Así, avanza implacable hacia convertirse en lo que Elias Canetti llamó El hombre más bajo: aquel cuyos deseos se han cumplido en su totalidad, aunque en su frenesí amenace a la humanidad toda.
El dolor necesario
El dolor es la verdad, todo lo demás está sujeto a duda (J.M. Coetzee). Este nuevo crimen contra la humanidad debe conmovernos a todos. Que nuestros corazones permanezcan abiertos con la herida que este sufrimiento nos causa, pues solo un profundo dolor podría aminorar la irrupción de la maldad pura y dura en nuestro interior, tan fácilmente activable en presencia de actos desalmados. A veces, solo la hondura del sufrir nos restaura algo de la luz que nos es arrebatada cada vez que la embriaguez de poder nos pierde en su temible oscuridad.
Que estos versos de Vallejo nos contengan mientras transitamos por la espesura del inframundo en búsqueda de algún sentido, ése que se nos escapa en la superficie. Nuestro dolor, junto nuestra indignación, frente a los crímenes comandados por un Ares despiadado, pudieran invocar la sabiduría civilizatoria de Atenea.

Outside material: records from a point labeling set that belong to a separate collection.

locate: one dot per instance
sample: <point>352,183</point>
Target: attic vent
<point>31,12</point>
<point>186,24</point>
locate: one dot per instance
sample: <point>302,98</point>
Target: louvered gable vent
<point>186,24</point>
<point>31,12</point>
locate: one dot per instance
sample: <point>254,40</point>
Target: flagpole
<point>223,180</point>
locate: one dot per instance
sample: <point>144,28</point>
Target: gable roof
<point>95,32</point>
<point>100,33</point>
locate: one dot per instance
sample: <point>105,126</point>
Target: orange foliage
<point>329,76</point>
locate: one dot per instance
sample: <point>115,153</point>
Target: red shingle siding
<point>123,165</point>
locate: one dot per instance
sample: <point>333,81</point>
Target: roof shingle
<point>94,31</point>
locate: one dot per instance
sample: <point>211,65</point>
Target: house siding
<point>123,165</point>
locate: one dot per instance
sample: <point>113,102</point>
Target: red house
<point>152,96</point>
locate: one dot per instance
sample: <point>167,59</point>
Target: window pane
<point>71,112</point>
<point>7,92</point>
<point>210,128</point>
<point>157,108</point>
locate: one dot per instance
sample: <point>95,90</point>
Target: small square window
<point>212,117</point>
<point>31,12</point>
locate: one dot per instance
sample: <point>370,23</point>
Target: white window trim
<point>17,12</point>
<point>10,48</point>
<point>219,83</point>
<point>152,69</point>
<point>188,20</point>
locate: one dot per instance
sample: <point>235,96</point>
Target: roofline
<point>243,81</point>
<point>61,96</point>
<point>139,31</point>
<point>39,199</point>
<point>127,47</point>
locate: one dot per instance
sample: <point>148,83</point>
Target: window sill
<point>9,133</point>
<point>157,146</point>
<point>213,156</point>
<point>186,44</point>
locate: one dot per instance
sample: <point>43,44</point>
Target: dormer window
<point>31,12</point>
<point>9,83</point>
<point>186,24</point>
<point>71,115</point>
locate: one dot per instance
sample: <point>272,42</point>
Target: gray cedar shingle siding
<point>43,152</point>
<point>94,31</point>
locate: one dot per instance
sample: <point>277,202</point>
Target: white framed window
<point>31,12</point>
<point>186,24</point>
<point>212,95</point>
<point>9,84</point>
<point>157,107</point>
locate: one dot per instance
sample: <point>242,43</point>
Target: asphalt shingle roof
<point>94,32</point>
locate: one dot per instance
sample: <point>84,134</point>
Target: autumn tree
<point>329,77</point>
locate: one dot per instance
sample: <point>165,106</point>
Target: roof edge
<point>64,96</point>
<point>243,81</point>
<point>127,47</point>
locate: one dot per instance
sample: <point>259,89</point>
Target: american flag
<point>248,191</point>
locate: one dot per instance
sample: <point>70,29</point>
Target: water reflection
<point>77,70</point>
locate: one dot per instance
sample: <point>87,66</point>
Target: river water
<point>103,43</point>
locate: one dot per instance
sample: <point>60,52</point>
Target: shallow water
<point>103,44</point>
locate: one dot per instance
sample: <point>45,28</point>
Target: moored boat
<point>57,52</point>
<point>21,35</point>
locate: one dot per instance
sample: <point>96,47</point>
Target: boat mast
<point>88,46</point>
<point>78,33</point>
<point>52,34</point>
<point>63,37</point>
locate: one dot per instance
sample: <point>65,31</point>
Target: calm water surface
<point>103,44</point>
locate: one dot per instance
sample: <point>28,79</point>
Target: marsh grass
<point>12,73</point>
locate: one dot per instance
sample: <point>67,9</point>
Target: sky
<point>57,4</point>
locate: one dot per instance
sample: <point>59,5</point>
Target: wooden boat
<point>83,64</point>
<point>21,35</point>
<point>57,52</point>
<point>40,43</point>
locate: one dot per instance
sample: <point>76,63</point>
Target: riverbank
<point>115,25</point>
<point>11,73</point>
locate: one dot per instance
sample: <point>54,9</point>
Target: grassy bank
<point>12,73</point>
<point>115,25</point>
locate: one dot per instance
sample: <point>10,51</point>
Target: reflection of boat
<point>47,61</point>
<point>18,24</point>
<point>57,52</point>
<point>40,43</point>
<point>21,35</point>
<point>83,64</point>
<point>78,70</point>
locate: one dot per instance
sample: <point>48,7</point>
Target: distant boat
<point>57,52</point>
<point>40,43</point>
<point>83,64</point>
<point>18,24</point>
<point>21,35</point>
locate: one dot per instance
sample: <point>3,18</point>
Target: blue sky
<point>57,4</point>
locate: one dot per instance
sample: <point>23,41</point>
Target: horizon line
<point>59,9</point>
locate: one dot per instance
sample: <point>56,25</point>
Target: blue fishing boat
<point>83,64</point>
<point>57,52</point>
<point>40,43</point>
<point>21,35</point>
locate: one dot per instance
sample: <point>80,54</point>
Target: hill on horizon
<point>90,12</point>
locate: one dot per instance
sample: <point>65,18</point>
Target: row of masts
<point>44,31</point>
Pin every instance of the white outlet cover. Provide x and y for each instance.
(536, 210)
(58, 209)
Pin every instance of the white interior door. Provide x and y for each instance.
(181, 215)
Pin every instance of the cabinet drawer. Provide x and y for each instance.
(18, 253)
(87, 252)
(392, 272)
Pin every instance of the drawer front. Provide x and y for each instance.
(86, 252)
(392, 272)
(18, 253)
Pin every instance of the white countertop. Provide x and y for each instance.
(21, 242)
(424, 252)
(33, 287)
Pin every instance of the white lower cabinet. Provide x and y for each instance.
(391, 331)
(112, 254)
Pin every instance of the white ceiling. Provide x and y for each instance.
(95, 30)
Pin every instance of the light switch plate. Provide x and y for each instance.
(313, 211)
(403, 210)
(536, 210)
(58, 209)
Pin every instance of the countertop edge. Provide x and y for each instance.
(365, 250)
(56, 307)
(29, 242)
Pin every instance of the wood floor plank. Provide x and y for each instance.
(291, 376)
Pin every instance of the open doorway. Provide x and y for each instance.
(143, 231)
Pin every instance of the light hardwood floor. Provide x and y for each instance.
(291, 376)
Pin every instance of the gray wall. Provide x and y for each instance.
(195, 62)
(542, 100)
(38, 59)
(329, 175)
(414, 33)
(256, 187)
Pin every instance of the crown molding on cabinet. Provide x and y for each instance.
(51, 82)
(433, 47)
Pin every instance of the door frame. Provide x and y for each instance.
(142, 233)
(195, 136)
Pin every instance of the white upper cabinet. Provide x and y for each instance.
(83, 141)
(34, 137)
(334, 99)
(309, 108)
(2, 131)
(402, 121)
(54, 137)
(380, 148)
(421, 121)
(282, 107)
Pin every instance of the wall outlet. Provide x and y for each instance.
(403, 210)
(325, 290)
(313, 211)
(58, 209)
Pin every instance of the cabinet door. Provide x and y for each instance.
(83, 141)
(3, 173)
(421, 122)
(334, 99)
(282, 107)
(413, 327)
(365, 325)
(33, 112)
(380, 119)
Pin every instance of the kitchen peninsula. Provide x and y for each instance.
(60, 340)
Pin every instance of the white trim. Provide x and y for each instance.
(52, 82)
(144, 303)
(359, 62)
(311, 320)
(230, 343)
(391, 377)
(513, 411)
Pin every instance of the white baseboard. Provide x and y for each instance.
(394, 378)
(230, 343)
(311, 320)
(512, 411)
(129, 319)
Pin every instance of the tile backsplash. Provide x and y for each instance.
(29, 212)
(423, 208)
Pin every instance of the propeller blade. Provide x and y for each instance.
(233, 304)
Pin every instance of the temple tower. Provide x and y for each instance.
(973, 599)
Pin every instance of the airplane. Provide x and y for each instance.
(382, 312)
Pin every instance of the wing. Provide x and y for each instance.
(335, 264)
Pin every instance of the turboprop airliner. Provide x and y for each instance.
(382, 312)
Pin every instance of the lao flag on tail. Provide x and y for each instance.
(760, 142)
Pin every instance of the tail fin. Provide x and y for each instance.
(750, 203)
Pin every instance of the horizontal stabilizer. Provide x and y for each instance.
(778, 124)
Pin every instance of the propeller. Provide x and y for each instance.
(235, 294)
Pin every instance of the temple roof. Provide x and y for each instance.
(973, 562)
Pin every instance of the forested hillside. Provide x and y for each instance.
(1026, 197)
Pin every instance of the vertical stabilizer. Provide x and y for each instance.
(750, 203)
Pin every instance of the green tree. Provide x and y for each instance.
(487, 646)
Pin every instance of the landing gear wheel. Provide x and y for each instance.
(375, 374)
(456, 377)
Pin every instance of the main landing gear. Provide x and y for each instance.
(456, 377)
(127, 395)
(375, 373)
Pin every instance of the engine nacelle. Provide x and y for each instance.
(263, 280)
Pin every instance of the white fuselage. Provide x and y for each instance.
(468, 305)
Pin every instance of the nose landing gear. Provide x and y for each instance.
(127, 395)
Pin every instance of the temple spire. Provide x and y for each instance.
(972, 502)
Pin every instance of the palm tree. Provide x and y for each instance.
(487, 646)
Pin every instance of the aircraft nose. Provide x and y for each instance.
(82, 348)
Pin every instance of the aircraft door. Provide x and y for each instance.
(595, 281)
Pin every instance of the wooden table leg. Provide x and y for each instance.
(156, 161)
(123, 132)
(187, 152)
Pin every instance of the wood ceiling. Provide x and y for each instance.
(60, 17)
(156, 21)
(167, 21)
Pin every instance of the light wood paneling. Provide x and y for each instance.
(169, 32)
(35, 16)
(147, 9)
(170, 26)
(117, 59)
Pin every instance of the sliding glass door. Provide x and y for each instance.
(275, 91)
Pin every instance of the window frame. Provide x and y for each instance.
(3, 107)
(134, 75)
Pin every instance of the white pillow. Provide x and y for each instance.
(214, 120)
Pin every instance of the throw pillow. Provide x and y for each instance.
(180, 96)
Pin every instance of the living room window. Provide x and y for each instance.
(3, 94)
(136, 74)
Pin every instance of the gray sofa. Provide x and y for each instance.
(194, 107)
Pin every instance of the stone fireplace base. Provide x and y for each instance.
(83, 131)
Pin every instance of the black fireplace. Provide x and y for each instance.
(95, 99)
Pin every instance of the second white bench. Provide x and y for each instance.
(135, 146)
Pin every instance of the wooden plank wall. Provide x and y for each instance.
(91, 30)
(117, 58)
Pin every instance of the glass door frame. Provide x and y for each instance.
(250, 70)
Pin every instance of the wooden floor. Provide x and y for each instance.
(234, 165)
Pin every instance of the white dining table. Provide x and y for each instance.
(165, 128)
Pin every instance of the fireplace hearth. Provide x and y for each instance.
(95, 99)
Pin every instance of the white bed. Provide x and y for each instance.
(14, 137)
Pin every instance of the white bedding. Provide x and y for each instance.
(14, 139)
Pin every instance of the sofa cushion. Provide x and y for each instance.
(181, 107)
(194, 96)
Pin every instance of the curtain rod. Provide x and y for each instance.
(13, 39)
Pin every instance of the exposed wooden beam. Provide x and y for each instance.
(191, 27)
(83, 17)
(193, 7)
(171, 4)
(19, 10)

Yo no sufro este dolor como césar vallejo. Yo no me duelo ahora como artista, como hombre ni como simple ser vivo siquiera. Yo no sufro este dolor como católico, como mahometano ni como ateo. Hoy sufro solamente. Si no me llamase césar vallejo, también sufriría este mismo dolor. Si no fuese artista, también lo sufriría. Si no fuese hombre ni ser vivo siquiera, también lo sufriría. Si no fuese católico, ateo ni mahometano, también lo sufriría. Hoy sufro desde más abajo. Hoy sufro solamente.